Phrase donnée par Masque de Mort
Tout en haut, il trouva un canard.
En plastique jaune et mou.
Petit. Ridicule. Navrant.
Il resta un instant interloqué, ne sachant trop s’il devait tomber à genoux en hurlant de désespoir contre le sort ou sortir son épée et découper le morceau d’hydrocarbure moulé.
Le temps passa. Il ne sut pas exactement combien. Il repensait à ce qu’il lui en avait coûté pour en arriver là. Ces années d’entraînement, ces nombreuses quêtes pour être sûr qu’il serait prêt, assez fort, suffisamment sage. Ça devait avoir payé parce que, plus jeune, arrivé si loin pour trouver ce canard, il lui aurait arraché la tête avec les dents avant de le faire fondre dans un feu de joie.
À présent, il était là à regarder ce jouet, sans rien faire.
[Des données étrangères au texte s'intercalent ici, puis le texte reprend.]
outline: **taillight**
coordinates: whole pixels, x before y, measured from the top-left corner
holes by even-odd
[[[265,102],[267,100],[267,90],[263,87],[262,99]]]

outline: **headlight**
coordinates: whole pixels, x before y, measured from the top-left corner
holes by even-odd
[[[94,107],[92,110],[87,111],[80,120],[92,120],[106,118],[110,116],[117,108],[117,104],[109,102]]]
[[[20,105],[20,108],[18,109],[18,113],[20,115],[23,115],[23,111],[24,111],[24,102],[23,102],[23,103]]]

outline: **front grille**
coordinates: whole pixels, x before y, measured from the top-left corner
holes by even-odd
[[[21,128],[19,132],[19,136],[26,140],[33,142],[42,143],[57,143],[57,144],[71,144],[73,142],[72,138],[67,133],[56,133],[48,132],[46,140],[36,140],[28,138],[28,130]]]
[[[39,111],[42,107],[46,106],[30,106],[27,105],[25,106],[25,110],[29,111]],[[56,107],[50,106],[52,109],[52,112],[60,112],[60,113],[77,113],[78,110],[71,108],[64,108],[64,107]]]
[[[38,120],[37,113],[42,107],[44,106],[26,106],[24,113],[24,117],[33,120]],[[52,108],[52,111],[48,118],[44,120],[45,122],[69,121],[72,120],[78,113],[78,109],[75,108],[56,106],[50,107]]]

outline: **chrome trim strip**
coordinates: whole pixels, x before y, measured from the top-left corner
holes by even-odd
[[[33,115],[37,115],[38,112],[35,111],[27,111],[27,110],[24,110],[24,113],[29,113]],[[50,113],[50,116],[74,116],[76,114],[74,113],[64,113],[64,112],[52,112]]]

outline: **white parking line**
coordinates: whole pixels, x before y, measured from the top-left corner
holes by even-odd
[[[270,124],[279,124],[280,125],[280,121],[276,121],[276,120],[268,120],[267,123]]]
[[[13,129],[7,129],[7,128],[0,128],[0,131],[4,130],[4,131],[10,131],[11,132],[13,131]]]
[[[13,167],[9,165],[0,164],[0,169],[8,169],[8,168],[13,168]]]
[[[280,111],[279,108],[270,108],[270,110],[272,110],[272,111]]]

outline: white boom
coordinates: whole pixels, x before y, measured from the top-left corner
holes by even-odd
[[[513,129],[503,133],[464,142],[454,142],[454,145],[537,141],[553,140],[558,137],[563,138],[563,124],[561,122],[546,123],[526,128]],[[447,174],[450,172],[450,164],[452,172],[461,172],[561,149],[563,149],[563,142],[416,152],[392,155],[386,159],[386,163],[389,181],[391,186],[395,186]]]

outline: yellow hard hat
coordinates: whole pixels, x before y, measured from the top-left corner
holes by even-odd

Depuis combien de temps était-il là ? Une minute ? Une heure ? Plus ? Aucune idée. Il devait prendre une décision. Peut-être que ce canard était l’objet qu’il était venu chercher. Peut-être que c’était vraiment la relique sacrée du village, celle laissée là depuis des milliers d’années par les dieux anciens. Il n’y avait qu’un seul moyen de savoir si ce canard était bien l’objet qui ramènerait l’eau sur les terres arides depuis si longtemps.
Il allait redescendre de cette montagne. Il était l’élu. Tout le monde attendait de lui qu’il revienne avec l’objet. Comment allait-il être accueilli quand tous le verrait et découvriraient la vérité ? Il n’en savait rien.
Il ramassa l’objet et le toisa avec un mélange de mépris et d’espoir. Le canard lui rendit son regard. Ou fut-ce juste l’impression que lui renvoyèrent ces yeux à la peinture qui s’écaillait.
Avant de le mettre dans son sac, il eut l’impression que le canard était rempli. Rempli de liquide. Curieux, il appuya légèrement dessus et de l’eau sortit du bec de l’objet en plastique. Sentant la joie monter en lui, il pointa l’horizon en direction de son village et pressa la relique de toutes ses forces. De l’eau jaillit, d’abord un mince filet, puis un ruisseau, puis un jet si puissant qu’il se transformait en torrent.
Il resta là-haut à presser ce canard pendant trois jours et trois nuits. Sans s’arrêter. Ce ne fut que quand ses forces le quittèrent et qu’il posa un genou, harassé par la fatigue et la faim. Que l’eau arrêta de couler de la relique. Il sut que sa mission, accomplie avec tant de difficultés, avait été menée à bien.
Après avoir dormi encore trois jours et trois nuits, il se réveilla, reposa le canard où il l’avait trouvé, en cas de besoin des générations futures, et repartit vers son village en suivant le rivage du torrent nouvellement créé.